I recall as a child being the victim of an older and bigger bully—actually, there were a number of them over the years. But on this particular occasion I arrived home with a bloody nose and split lip. As I came through the front door, I encountered my dad. Tears and snot flowed down my face from the pain and the humiliation. I began explaining between sobs how I had bested this bully in a fair fight but when the boy begged me to stop I extended my hand to help him up. As I was walking away he raced up behind me and clobbered me as he ran past me. His punch was powered by cowardly rage, and he knocked me head over heels.
The old man exhibited no sympathy at all for my sad tale of woe. "What are you crying about?" he asked irritably. "You stood up to a bully and he blindsided you. Quit crying and take it or go after him."

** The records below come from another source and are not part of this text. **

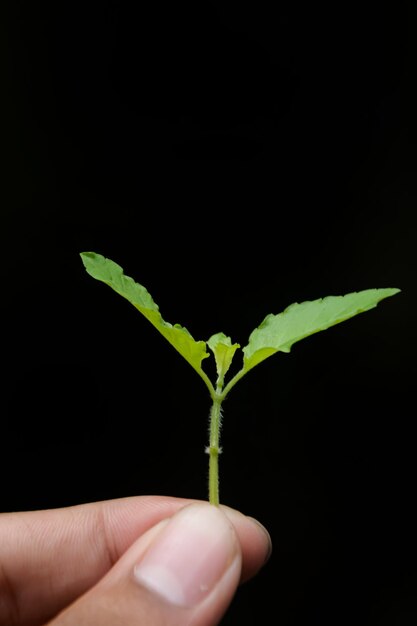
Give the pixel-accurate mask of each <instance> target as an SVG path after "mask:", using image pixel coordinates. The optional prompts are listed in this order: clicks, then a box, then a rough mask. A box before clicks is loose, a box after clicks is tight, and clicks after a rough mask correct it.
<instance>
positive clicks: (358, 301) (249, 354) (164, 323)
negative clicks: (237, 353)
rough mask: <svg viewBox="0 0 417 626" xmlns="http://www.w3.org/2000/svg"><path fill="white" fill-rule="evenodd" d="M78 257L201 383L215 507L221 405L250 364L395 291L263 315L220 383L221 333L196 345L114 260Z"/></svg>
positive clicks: (210, 475) (225, 371)
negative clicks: (212, 362) (186, 365)
mask: <svg viewBox="0 0 417 626" xmlns="http://www.w3.org/2000/svg"><path fill="white" fill-rule="evenodd" d="M81 258H82V261H83V263H84V266H85V269H86V270H87V272H88V273H89V274H90V275H91V276H92V277H93V278H96V279H97V280H100V281H102V282H103V283H106V284H107V285H109V286H110V287H111V288H112V289H114V291H116V292H117V293H118V294H120V295H121V296H123V297H124V298H126V299H127V300H128V301H129V302H131V304H133V306H135V307H136V308H137V309H138V311H140V313H142V315H144V316H145V317H146V319H147V320H149V322H151V324H153V325H154V326H155V328H156V329H157V330H159V332H160V333H161V334H162V335H163V336H164V337H165V339H166V340H167V341H169V343H170V344H171V345H173V346H174V348H176V350H178V352H179V353H180V354H181V355H182V356H183V357H184V359H185V360H186V361H188V363H189V364H190V365H191V367H193V368H194V370H195V371H196V372H197V374H198V375H199V376H200V377H201V378H202V379H203V381H204V383H205V384H206V386H207V389H208V391H209V394H210V397H211V401H212V404H211V410H210V424H209V432H210V438H209V445H208V446H207V448H206V452H207V453H208V455H209V501H210V502H211V503H212V504H214V505H218V504H219V469H218V458H219V454H220V452H221V448H220V427H221V419H222V403H223V401H224V400H225V398H226V396H227V395H228V394H229V393H230V390H231V389H232V388H233V387H234V386H235V385H236V383H237V382H238V381H239V380H240V379H241V378H243V376H245V374H247V373H248V372H249V371H250V370H251V369H252V368H253V367H255V365H258V364H259V363H261V362H262V361H264V360H265V359H267V358H268V357H270V356H272V355H273V354H275V353H276V352H290V350H291V347H292V346H293V344H294V343H296V342H297V341H300V340H301V339H304V338H305V337H308V336H309V335H312V334H314V333H317V332H319V331H321V330H325V329H326V328H329V327H330V326H334V325H335V324H339V323H340V322H343V321H345V320H347V319H349V318H351V317H354V316H355V315H357V314H358V313H363V312H364V311H369V309H372V308H374V307H375V306H376V305H377V304H378V302H380V301H381V300H383V299H384V298H388V297H389V296H393V295H394V294H396V293H398V292H399V291H400V289H365V290H364V291H358V292H353V293H348V294H346V295H344V296H327V297H326V298H320V299H318V300H312V301H306V302H302V303H300V304H299V303H297V302H296V303H294V304H291V305H290V306H289V307H287V308H286V309H285V310H284V311H283V312H282V313H278V314H277V315H273V314H270V315H267V316H266V317H265V319H264V320H263V322H262V323H261V324H260V326H258V328H255V330H254V331H253V332H252V333H251V335H250V336H249V340H248V344H247V345H246V346H245V347H244V348H243V349H242V351H243V365H242V368H241V369H240V370H239V371H238V372H237V373H236V374H235V375H234V376H233V377H231V378H230V379H229V381H228V382H226V381H225V376H226V374H227V372H228V371H229V368H230V365H231V363H232V360H233V357H234V355H235V353H236V351H237V350H238V349H239V348H240V347H241V346H240V345H239V344H238V343H233V344H232V341H231V339H230V337H227V336H226V335H225V334H224V333H216V334H215V335H212V336H211V337H210V339H208V341H207V342H205V341H196V340H195V339H193V337H192V336H191V334H190V333H189V332H188V330H187V329H186V328H184V327H183V326H180V325H179V324H174V325H172V324H169V323H168V322H166V321H165V320H164V319H163V318H162V316H161V314H160V312H159V307H158V305H157V304H156V303H155V302H154V301H153V299H152V296H151V294H150V293H149V292H148V291H147V289H146V288H145V287H144V286H143V285H140V284H139V283H137V282H135V281H134V280H133V278H131V277H130V276H126V275H125V274H124V271H123V269H122V268H121V267H120V265H117V263H114V261H111V260H110V259H107V258H105V257H104V256H102V255H101V254H96V253H95V252H82V253H81ZM207 347H208V348H209V349H210V350H211V352H212V354H213V355H214V359H215V365H216V372H217V379H216V381H215V382H214V383H212V381H211V380H210V379H209V377H208V376H207V374H206V372H205V371H204V370H203V368H202V363H203V361H204V359H206V358H208V357H209V356H210V353H209V352H208V351H207Z"/></svg>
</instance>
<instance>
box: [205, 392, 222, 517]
mask: <svg viewBox="0 0 417 626" xmlns="http://www.w3.org/2000/svg"><path fill="white" fill-rule="evenodd" d="M212 400H213V404H212V406H211V411H210V441H209V445H208V447H207V448H206V452H207V453H208V455H209V502H210V504H214V505H215V506H218V505H219V503H220V499H219V454H220V453H221V448H220V445H219V443H220V427H221V405H222V400H223V396H222V395H221V394H219V393H217V392H216V393H214V394H213V395H212Z"/></svg>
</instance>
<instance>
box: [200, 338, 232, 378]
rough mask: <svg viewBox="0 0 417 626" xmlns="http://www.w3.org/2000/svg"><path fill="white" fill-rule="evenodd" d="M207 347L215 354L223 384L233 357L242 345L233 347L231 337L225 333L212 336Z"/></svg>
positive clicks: (207, 341)
mask: <svg viewBox="0 0 417 626" xmlns="http://www.w3.org/2000/svg"><path fill="white" fill-rule="evenodd" d="M207 345H208V347H209V348H210V350H211V351H212V352H213V354H214V358H215V360H216V368H217V376H218V377H219V382H220V384H223V379H224V377H225V375H226V373H227V371H228V369H229V367H230V364H231V362H232V359H233V356H234V354H235V352H236V350H237V349H238V348H240V345H239V344H238V343H234V344H233V345H232V341H231V339H230V337H226V335H225V334H224V333H217V334H216V335H212V336H211V337H210V339H209V340H208V341H207Z"/></svg>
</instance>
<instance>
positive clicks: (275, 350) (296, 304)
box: [243, 289, 400, 372]
mask: <svg viewBox="0 0 417 626" xmlns="http://www.w3.org/2000/svg"><path fill="white" fill-rule="evenodd" d="M399 291H400V289H366V290H364V291H359V292H354V293H348V294H346V295H344V296H327V297H326V298H320V299H319V300H312V301H307V302H302V303H301V304H298V303H295V304H291V305H290V306H289V307H287V308H286V309H285V311H283V312H282V313H279V314H278V315H272V314H270V315H267V316H266V318H265V319H264V321H263V322H262V324H261V325H260V326H259V327H258V328H256V329H255V330H254V331H253V332H252V334H251V335H250V337H249V342H248V345H247V346H245V348H243V353H244V359H243V370H244V372H247V371H248V370H250V369H251V368H252V367H255V365H258V363H260V362H261V361H263V360H264V359H266V358H268V357H269V356H271V355H272V354H275V353H276V352H278V351H281V352H289V351H290V350H291V346H292V345H293V344H294V343H296V342H297V341H300V340H301V339H304V338H305V337H308V336H309V335H312V334H314V333H317V332H319V331H321V330H325V329H326V328H329V327H330V326H334V325H335V324H339V323H340V322H343V321H345V320H347V319H349V318H351V317H353V316H355V315H357V314H358V313H363V312H364V311H369V309H372V308H373V307H375V306H376V305H377V304H378V302H379V301H380V300H383V299H384V298H388V297H389V296H393V295H394V294H396V293H398V292H399Z"/></svg>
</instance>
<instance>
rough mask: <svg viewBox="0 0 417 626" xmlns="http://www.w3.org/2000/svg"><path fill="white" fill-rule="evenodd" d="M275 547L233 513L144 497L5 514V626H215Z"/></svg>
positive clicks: (267, 558)
mask: <svg viewBox="0 0 417 626" xmlns="http://www.w3.org/2000/svg"><path fill="white" fill-rule="evenodd" d="M270 551H271V542H270V538H269V535H268V533H267V531H266V530H265V529H264V528H263V527H262V526H261V525H260V524H259V523H257V522H256V521H255V520H253V519H252V518H248V517H246V516H244V515H243V514H241V513H239V512H238V511H236V510H234V509H230V508H228V507H224V506H221V507H214V506H213V505H211V504H209V503H208V502H201V501H195V500H187V499H182V498H173V497H165V496H138V497H131V498H120V499H116V500H108V501H104V502H96V503H91V504H83V505H78V506H73V507H67V508H62V509H51V510H45V511H27V512H26V511H25V512H19V513H3V514H1V515H0V626H40V625H44V626H46V624H47V625H48V626H122V625H123V626H174V625H175V626H215V625H216V624H218V623H219V621H220V620H221V618H222V616H223V615H224V613H225V611H226V610H227V608H228V606H229V605H230V603H231V601H232V599H233V596H234V594H235V591H236V589H237V587H238V585H239V583H241V582H244V581H246V580H248V579H250V578H252V577H253V576H254V575H255V574H256V573H257V572H258V571H259V570H260V569H261V567H262V566H263V564H264V563H265V562H266V561H267V559H268V557H269V555H270Z"/></svg>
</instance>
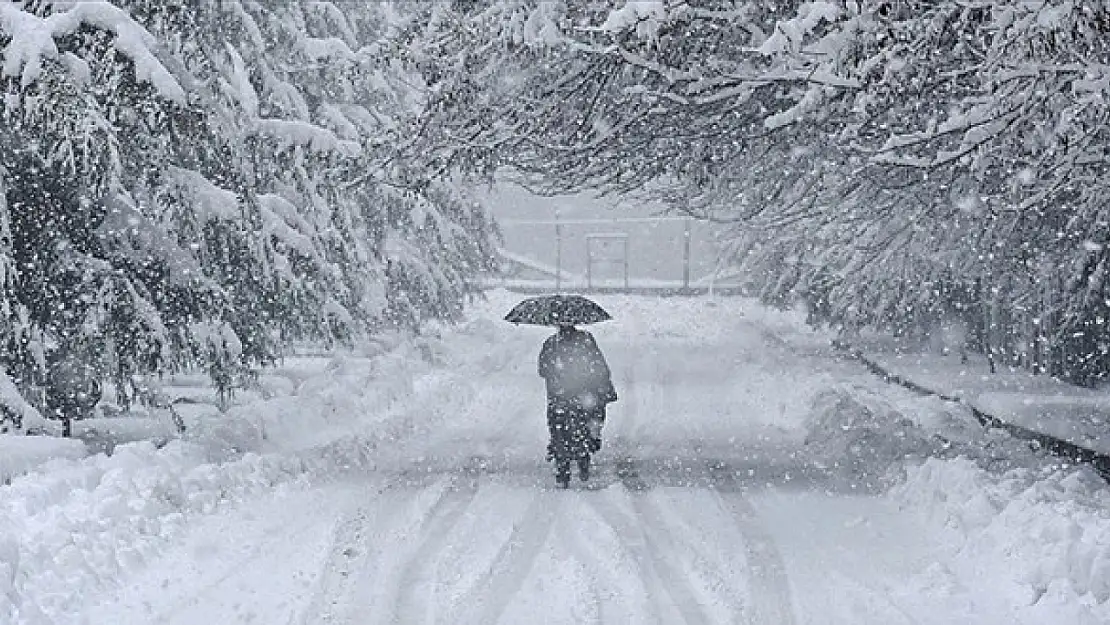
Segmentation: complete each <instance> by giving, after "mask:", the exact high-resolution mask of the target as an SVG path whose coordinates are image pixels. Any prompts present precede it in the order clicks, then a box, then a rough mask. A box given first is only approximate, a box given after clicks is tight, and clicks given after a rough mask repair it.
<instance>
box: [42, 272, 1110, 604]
mask: <svg viewBox="0 0 1110 625" xmlns="http://www.w3.org/2000/svg"><path fill="white" fill-rule="evenodd" d="M508 298H509V295H507V294H504V293H499V294H496V295H495V299H494V301H492V302H491V303H488V304H485V305H483V306H480V308H477V309H476V310H475V311H474V312H473V313H472V315H473V316H475V319H474V321H472V322H471V323H470V324H468V325H467V326H466V327H465V329H464V330H463V331H462V332H460V333H457V334H448V335H447V336H446V337H445V339H444V340H443V341H442V342H440V343H436V342H430V343H428V344H427V345H426V346H425V347H424V349H423V350H422V352H421V353H423V354H424V355H425V356H426V357H427V359H428V360H430V361H433V362H437V363H438V364H437V365H436V366H433V367H430V369H428V370H427V371H422V372H420V373H417V374H414V375H413V377H412V383H411V387H410V389H407V392H410V393H411V397H408V399H396V400H395V403H396V404H398V405H394V406H393V407H392V409H390V411H391V414H392V416H391V417H390V419H384V420H383V419H380V417H373V419H370V417H366V419H364V420H363V421H359V419H362V417H350V420H351V423H352V424H355V425H357V424H361V427H374V426H375V425H374V424H377V425H381V426H388V427H391V429H393V430H395V432H394V433H393V434H391V435H390V437H387V438H386V440H384V442H385V443H387V444H383V443H382V442H377V443H375V444H373V445H367V446H365V447H364V448H361V450H360V451H359V452H357V453H355V452H352V451H350V450H351V448H354V447H356V446H357V445H356V444H352V443H350V442H346V443H343V444H335V443H334V441H333V444H332V445H331V446H330V447H329V446H327V445H325V446H324V447H320V446H316V447H311V448H309V450H307V451H306V448H305V447H303V446H299V445H296V444H295V443H294V441H293V438H292V435H291V434H289V433H287V432H285V433H284V435H285V436H287V437H289V440H285V441H278V442H274V441H271V443H270V445H271V448H268V450H265V451H266V453H268V454H274V455H278V456H283V457H293V456H297V457H301V458H304V457H309V458H312V460H311V462H305V463H304V464H307V465H311V467H312V468H311V470H305V471H304V472H303V474H301V475H300V477H297V478H296V480H291V481H287V482H286V483H282V484H279V485H278V487H276V488H272V490H266V491H265V492H261V493H259V492H252V493H249V494H248V495H245V496H242V497H240V498H236V500H234V501H232V502H230V503H228V504H225V505H222V506H219V507H216V508H215V510H214V511H204V513H203V514H193V515H190V516H189V517H188V522H186V523H185V524H184V527H185V528H184V530H183V531H181V532H179V533H178V535H175V537H174V538H173V540H172V541H169V542H168V543H166V544H165V545H163V546H162V547H161V548H160V550H159V552H158V554H157V556H154V557H151V558H149V560H148V561H147V562H145V563H144V564H142V565H141V566H138V567H133V568H130V569H128V571H125V572H122V573H121V574H119V575H118V576H117V577H115V578H114V579H112V581H111V583H110V584H107V585H105V586H107V587H105V588H104V589H103V591H102V592H100V593H97V594H94V595H92V596H90V597H87V599H85V601H83V602H81V603H82V606H81V607H80V608H79V609H73V611H72V612H70V613H68V614H64V615H61V614H56V616H58V617H57V618H53V619H46V618H43V619H42V621H36V619H33V618H28V619H27V622H28V623H39V622H67V623H93V624H99V623H113V624H120V625H123V624H140V623H143V624H144V623H176V624H203V625H212V624H218V623H219V624H223V623H228V624H231V623H260V624H304V625H309V624H352V625H354V624H359V625H363V624H367V625H369V624H425V623H461V624H494V623H506V624H507V623H513V624H515V623H529V624H531V623H553V624H554V623H637V624H638V623H660V624H672V623H688V624H699V623H714V624H716V623H722V624H724V623H750V624H773V625H793V624H798V625H809V624H825V623H828V624H834V623H852V624H882V625H891V624H895V625H897V624H902V623H905V624H919V623H929V624H941V623H946V624H947V623H986V624H993V623H998V624H1002V623H1006V624H1010V623H1057V622H1059V623H1100V622H1102V621H1099V619H1098V618H1099V616H1098V615H1104V614H1106V611H1104V608H1106V605H1104V604H1098V605H1096V604H1093V603H1092V604H1091V605H1093V607H1091V608H1090V609H1088V608H1087V607H1083V608H1082V609H1080V607H1082V606H1080V607H1077V606H1076V597H1074V596H1070V597H1066V598H1068V602H1070V603H1068V604H1067V605H1069V606H1070V607H1071V608H1073V609H1072V611H1071V612H1063V613H1061V612H1059V611H1057V612H1056V613H1055V614H1063V615H1066V616H1064V618H1066V619H1063V621H1055V619H1049V621H1045V619H1043V616H1045V614H1046V613H1045V612H1038V611H1029V609H1026V608H1028V607H1029V605H1030V602H1033V603H1036V597H1031V596H1025V595H1023V594H1022V593H1023V589H1022V588H1021V587H1019V585H1018V584H1016V583H1013V582H1012V581H1010V579H1007V578H1005V577H1002V578H1000V579H996V581H992V579H991V576H996V577H997V576H999V574H1000V572H1001V571H1002V569H1003V567H1005V566H1006V563H1005V562H1002V561H997V562H996V561H991V560H990V558H989V557H988V556H989V555H990V553H989V552H980V553H979V558H978V560H977V561H976V566H975V567H973V568H969V567H968V566H966V561H965V560H961V554H962V552H963V550H962V545H961V544H960V543H959V542H958V541H955V540H953V538H952V536H951V535H950V534H949V530H950V527H946V525H950V524H948V523H935V522H930V520H935V518H936V516H937V514H936V513H935V511H931V510H922V506H927V505H930V504H928V502H927V501H925V497H917V498H915V497H908V496H894V495H891V494H890V493H888V492H886V490H885V488H881V487H880V486H879V485H878V483H877V481H876V478H875V475H867V474H862V475H856V474H851V475H847V474H845V473H842V472H839V473H838V472H826V471H818V470H817V468H816V465H817V464H819V463H818V462H817V461H815V454H814V453H813V451H811V448H813V447H814V446H815V442H814V440H813V437H814V432H815V430H814V427H813V424H811V421H813V419H814V415H813V411H814V406H815V404H817V405H819V404H820V400H819V399H820V396H821V394H823V393H825V392H827V391H828V390H829V389H833V387H841V389H842V387H845V386H855V387H857V389H861V390H866V389H871V390H872V391H875V392H876V393H879V392H881V393H888V394H889V396H890V397H891V400H890V401H891V402H892V405H895V404H898V402H902V403H904V404H906V405H908V403H909V402H912V401H916V400H909V399H907V396H902V395H901V394H900V393H901V392H900V391H898V390H885V389H882V387H881V385H880V383H878V382H877V381H875V380H872V379H870V377H869V376H868V375H867V374H866V373H864V372H862V370H860V369H859V367H857V366H856V365H854V364H851V363H846V362H840V361H837V360H836V359H835V357H834V356H833V355H831V354H829V353H826V352H825V351H824V350H821V349H820V347H819V342H817V341H814V342H813V343H811V344H808V343H806V342H804V341H803V342H801V343H800V344H799V343H797V342H796V343H787V342H784V341H781V340H780V339H778V337H777V335H776V332H777V331H779V330H783V329H784V327H786V325H784V324H787V322H788V321H789V320H785V321H784V319H781V317H777V316H775V315H771V314H770V313H766V312H759V311H753V310H749V311H747V312H748V313H749V314H744V311H740V310H738V308H739V304H738V302H729V301H725V302H722V303H720V304H718V305H715V306H714V305H712V304H708V303H707V302H705V301H699V300H690V301H677V302H668V303H666V304H660V306H662V309H663V311H664V313H665V314H657V311H656V310H655V309H653V308H652V306H649V305H645V304H644V302H642V301H636V300H634V299H622V298H610V299H605V300H603V301H604V303H605V305H606V306H607V308H608V309H609V310H610V312H613V314H614V316H615V317H616V320H617V321H615V322H610V323H609V324H606V325H601V326H597V327H596V329H594V332H595V335H596V336H597V340H598V343H599V344H601V346H602V349H603V350H604V351H605V352H606V355H607V357H608V360H609V362H610V364H612V366H613V369H614V372H615V377H616V384H617V389H618V392H619V393H620V400H619V402H618V403H617V404H615V405H614V406H613V409H612V411H610V413H609V421H608V423H607V426H606V433H605V434H606V436H605V446H604V448H603V452H602V453H601V454H599V455H598V456H597V463H598V465H597V470H596V474H595V475H594V476H593V477H592V480H591V481H589V482H588V483H587V484H583V483H578V482H575V483H573V485H572V488H571V490H569V491H561V490H557V488H555V487H554V481H553V478H552V471H551V467H549V466H548V465H547V464H545V463H544V462H543V450H544V445H545V435H546V429H545V425H544V422H543V396H542V385H541V381H539V380H538V379H537V377H536V375H535V370H534V359H535V355H536V351H537V350H538V344H539V342H541V341H542V339H543V336H544V335H545V332H544V331H543V330H542V329H531V327H512V326H509V327H502V324H498V323H497V322H496V321H495V320H496V315H497V314H498V313H501V312H502V311H503V310H504V306H505V305H506V304H507V303H511V301H509V299H508ZM787 325H788V324H787ZM428 345H430V346H428ZM799 345H800V346H799ZM807 345H808V346H807ZM375 371H376V372H377V373H376V375H381V373H382V371H383V369H382V367H381V366H377V367H376V369H375ZM319 374H320V375H323V376H327V375H331V376H332V377H334V376H335V371H334V370H325V371H323V372H321V373H319ZM313 380H314V379H312V377H309V380H307V381H305V382H302V383H301V390H300V392H299V394H297V396H300V397H301V399H302V401H309V400H305V394H306V393H309V392H310V391H311V390H313V389H315V390H316V391H312V392H313V393H322V394H323V395H326V396H333V395H334V393H337V392H339V391H337V390H340V389H344V387H346V389H347V390H351V386H350V384H351V381H350V380H349V381H347V382H345V383H344V384H346V386H343V385H339V386H335V389H333V390H332V391H327V390H326V389H327V384H326V383H325V382H323V381H319V380H317V381H316V382H315V383H313ZM329 393H332V394H331V395H330V394H329ZM352 393H353V391H352ZM333 400H334V397H333ZM324 404H326V405H329V406H331V409H330V410H333V411H341V412H342V411H351V410H355V409H357V410H366V407H367V406H366V403H365V402H362V403H360V402H346V403H343V402H339V401H337V400H335V401H331V400H330V401H329V402H321V405H324ZM306 405H311V401H309V404H306ZM398 406H400V407H398ZM289 412H295V411H286V413H289ZM291 417H295V414H292V415H291V414H285V415H284V416H282V419H291ZM325 421H326V423H329V424H330V425H327V426H326V427H325V426H324V425H321V424H319V423H317V424H316V426H315V427H314V433H315V436H316V437H317V438H319V440H327V432H333V434H334V432H344V431H345V430H344V427H347V429H349V430H350V429H351V427H353V425H347V426H344V427H340V429H337V430H335V423H336V422H342V421H343V417H342V416H333V417H331V421H327V420H325ZM397 423H401V425H397ZM329 427H331V429H332V430H329ZM272 430H273V432H279V431H278V429H275V427H274V426H272ZM294 430H295V429H294ZM818 432H819V431H818ZM807 434H808V435H809V444H807V443H806V436H807ZM275 435H276V434H275ZM278 438H280V436H278ZM370 438H373V436H370ZM334 440H335V441H341V438H339V437H337V435H336V436H335V438H334ZM359 440H360V441H361V440H363V438H359ZM820 443H821V442H820V441H818V442H817V443H816V446H818V447H819V446H820ZM325 447H327V448H329V451H327V452H326V453H320V450H322V448H325ZM314 450H315V451H314ZM305 454H307V455H305ZM352 454H355V455H359V458H355V460H354V461H351V456H352ZM826 460H827V458H826ZM349 461H351V462H349ZM329 463H334V466H329ZM865 473H866V472H865ZM983 554H987V555H983ZM1080 598H1082V597H1080ZM1080 603H1081V602H1080ZM1089 603H1090V602H1089ZM1096 603H1097V602H1096ZM1060 605H1062V604H1060ZM1042 607H1043V606H1042ZM1049 607H1050V608H1051V607H1059V605H1057V604H1052V605H1050V606H1049ZM1088 607H1090V606H1088ZM1096 608H1097V609H1096ZM1098 609H1102V612H1098ZM1084 611H1086V612H1084Z"/></svg>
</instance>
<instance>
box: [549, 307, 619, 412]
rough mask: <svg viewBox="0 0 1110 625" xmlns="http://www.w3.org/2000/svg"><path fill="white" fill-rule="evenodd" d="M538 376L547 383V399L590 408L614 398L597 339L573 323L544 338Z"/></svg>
mask: <svg viewBox="0 0 1110 625" xmlns="http://www.w3.org/2000/svg"><path fill="white" fill-rule="evenodd" d="M539 376H541V377H543V379H544V381H545V382H546V383H547V399H548V401H556V402H565V403H569V404H573V405H576V406H579V407H587V409H593V407H604V405H605V404H607V403H609V402H614V401H616V399H617V394H616V390H615V389H614V387H613V380H612V375H610V372H609V365H608V363H606V362H605V356H604V355H603V354H602V350H601V349H599V347H598V346H597V342H595V341H594V336H593V335H592V334H589V333H588V332H585V331H582V330H577V329H575V327H563V329H559V331H558V332H557V333H556V334H553V335H551V336H548V337H547V340H546V341H544V346H543V349H542V350H541V351H539ZM591 404H593V405H591Z"/></svg>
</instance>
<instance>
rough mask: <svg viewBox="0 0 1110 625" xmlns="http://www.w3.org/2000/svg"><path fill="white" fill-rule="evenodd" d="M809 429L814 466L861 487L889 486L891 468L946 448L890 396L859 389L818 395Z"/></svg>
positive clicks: (927, 455)
mask: <svg viewBox="0 0 1110 625" xmlns="http://www.w3.org/2000/svg"><path fill="white" fill-rule="evenodd" d="M807 425H808V427H807V430H808V434H807V435H806V447H807V450H808V451H809V453H810V454H811V457H813V460H814V462H815V464H817V466H818V467H820V468H824V470H826V471H829V472H830V473H831V474H834V475H836V476H838V477H841V478H845V480H848V481H850V482H851V483H854V484H858V485H859V487H876V486H879V485H882V484H887V483H888V481H889V480H891V478H894V473H895V472H894V471H892V470H895V468H901V467H902V466H904V464H905V463H906V462H911V461H912V460H914V458H917V460H918V461H920V460H921V458H925V457H927V456H929V455H934V454H937V453H940V452H941V451H942V450H944V447H945V444H944V441H942V440H941V438H940V437H938V436H936V435H935V434H932V433H930V432H929V431H927V430H926V429H925V427H922V426H921V425H920V424H919V423H917V422H916V421H915V420H914V419H911V417H910V416H908V415H907V414H905V412H902V411H901V410H899V409H898V407H897V406H896V405H895V404H892V403H891V402H889V401H888V400H887V399H886V397H882V396H880V395H878V394H876V393H875V392H874V391H871V390H868V389H865V387H860V386H855V385H841V386H837V387H833V389H828V390H826V391H823V392H821V393H819V394H818V395H817V397H815V400H814V403H813V407H811V411H810V414H809V420H808V424H807Z"/></svg>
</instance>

I was stunned by his reaction. I wanted sympathy and understanding. I wanted a hug, for God's sake. But faced with his scowl, my tears stopped flowing, replaced by a steely determination to do as instructed. After all, it was exactly as my heroes would have responded.
To this day I am slightly embarrassed by what I did to that bully to even the score. I suspect he still hates me, but he steered clear of me afterward. Had I not learned this lesson, I might have ended up afraid to face up to some of life's serious challenges and adversities. Instead, Dad taught me to stand up to bullies, confront terrifying situations, and right wrongs when I could.
In short, he taught me the enduring code of honor and the pride one experiences from following it. You can't run home at 35 when you get fired or your wife leaves you and expect your father to hug you and make the pain go away. And by then it's too late for him to teach you to man up anyway.
I remember when I first read the passage in Gone With the Wind in which Rhett Butler described Melanie Hamilton as a woman with "too much honor in her to ever conceive of dishonor in someone she loves." That always stuck with me. After all, who among us hasn't allowed ourselves to be fooled by love or loyalty?
On the other hand, if being optimistically naïve is the worst criticism one can level at you, that's not bad. American author, economist, and political philosopher Thomas Sowell echoed Margaret Mitchell's sentiment and cautioned readers when he wrote, "One of the most common failings among honorable people is a failure to appreciate how thoroughly dishonorable some other people can be, and how dangerous is it to trust them."
It's a time-to-time failing I can live with, for I'm sure you, my fellow history lovers, have been guided by the same principle: a reverence for honor. And I, in turn, am honored to be among your number.